A Lauda spokeswoman said the shut-down involved the loss of around 370 jobs and comes after Lauda failed to agree a new collective wage deal with the union even after management made a new offer with improved conditions on Thursday.
Austria’s Vida union refused to agree to Lauda’s proposals as it said they would hit some staff unacceptably hard.
“We are fully aware of the fact that you have to make a contribution in times of crisis,” Roman Hebenstreit, chief of Austria’s vida union told radio station ORF on Friday.
However, having to negotiate contracts that would push the income of employees that work full time and in shifts to below the “poverty threshold” was “out of proportion.”
The union is still willing to negotiate, a vida union spokesman told Reuters. So far no new talks had been agreed upon, he added.
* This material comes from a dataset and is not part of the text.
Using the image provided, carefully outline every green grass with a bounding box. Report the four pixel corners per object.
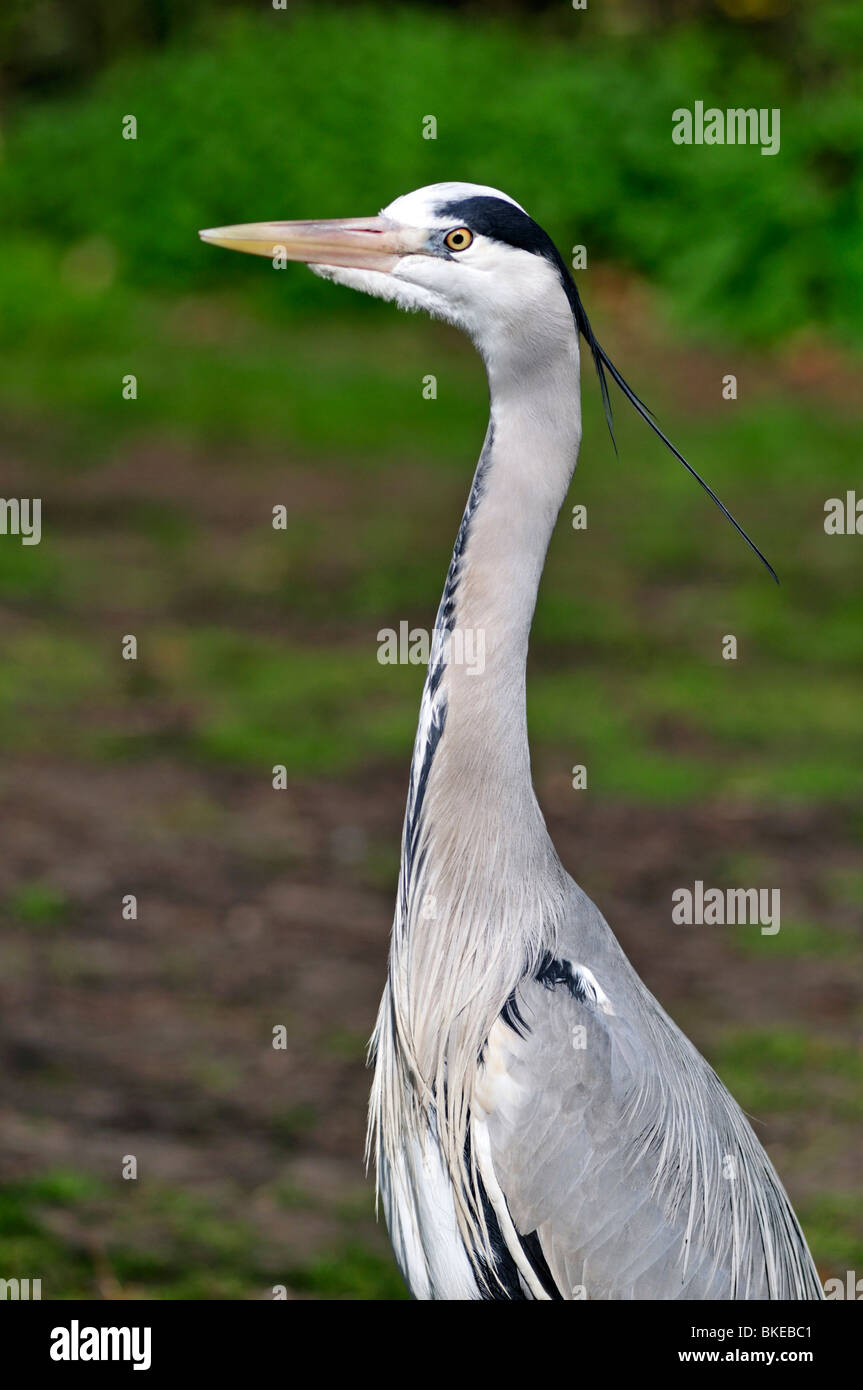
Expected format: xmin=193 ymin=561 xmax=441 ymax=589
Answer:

Austian media had reported that some Lauda staff in Vienna has criticised the union for its tough stance.
The Lauda spokeswoman said the company had not managed to pay the May salaries for about 200 staff in Germany after the local labour office had rejected a proposal for reduced work hours.
“This is an organisational problem, we are working very hard to pay out the wages in the next few days,” the spokeswoman said.
Ryanair bought the Austrian airline from Former Formula One racing champion Niki Lauda in 2018 as part of a move to a broader structure with several airline brands.
Lauda’s Vienna base last had hosted half of the airline’s 30 A320s. O’Leary has said he planned to keep Lauda’s other bases in Stuttgart, Dusseldorf and Palma open.
Many of Lauda’s planes have been relocated to bases in London Stansted, Duesseldorf and Palma de Mallorca.